Farmers want government subsidy to buy guns for protection during farm attacks
Farm murders in South Africa

Johannesburg, South Africa – Proposal by an ex-SA Defence Force (SADF) major-general and Transvaal Agricultural Union’s (TAU) assistant policy liaison general manager retired Major-General Chris van Zyl.

He was speaking during the first round of the SA Human Rights Commission’s (SAHRC) national hearings on the safety and security challenges in farming communities in Johannesburg on Tuesday.

Van Zyl, a senior officer at the then Eastern Transvaal Command in the late 1980s and early 1990s, proposed that the state subsidised farmers to buy security systems, including firearms, to improve their safety.

He said “consideration of the possibility to subsidise the acquisition of related alarm and security systems as well as appropriate firearms suitable for self-defence against criminals often armed with semi-automatic weapons” would be appropriate.

The hearing also heard that since 1990, 72 black farmers and 117 farmworkers have been killed. Overall, there have been 1734 murders and 3341 attacks on farms between 1990 and this past Monday.

Van Zyl said 1043 white farmers and 437 of their wives and relatives have died on South African farms since 1990.

However, he described the statistics as a conservative reflection of reality.

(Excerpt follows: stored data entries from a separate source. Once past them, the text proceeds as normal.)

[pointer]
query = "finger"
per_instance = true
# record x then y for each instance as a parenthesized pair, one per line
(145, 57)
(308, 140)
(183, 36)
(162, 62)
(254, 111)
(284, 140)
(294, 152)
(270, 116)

Van Zyl, who was in the SADF and the SA National Defence Force for 36 years, also blames a 1986 Radio Freedom broadcast – saying farmers are legitimate targets for MK operatives in the fight against apartheid – for the violence in farming communities. “Some still believe farmers are legitimate targets because of a 1986 Radio Freedom broadcast.”

He said the broadcast, aired in October that year on the ANC’s radio station, condemned “racist farmers notorious for their brutal oppression and exploitation of African labour”.

“Sabotage his farming operations. Destroy his crops. Sabotage his implements and machinery,” the broadcast continued.

It called on farmworkers to make the countryside “safe for us (Umkhonto weSizwe) and hell for the enemy”.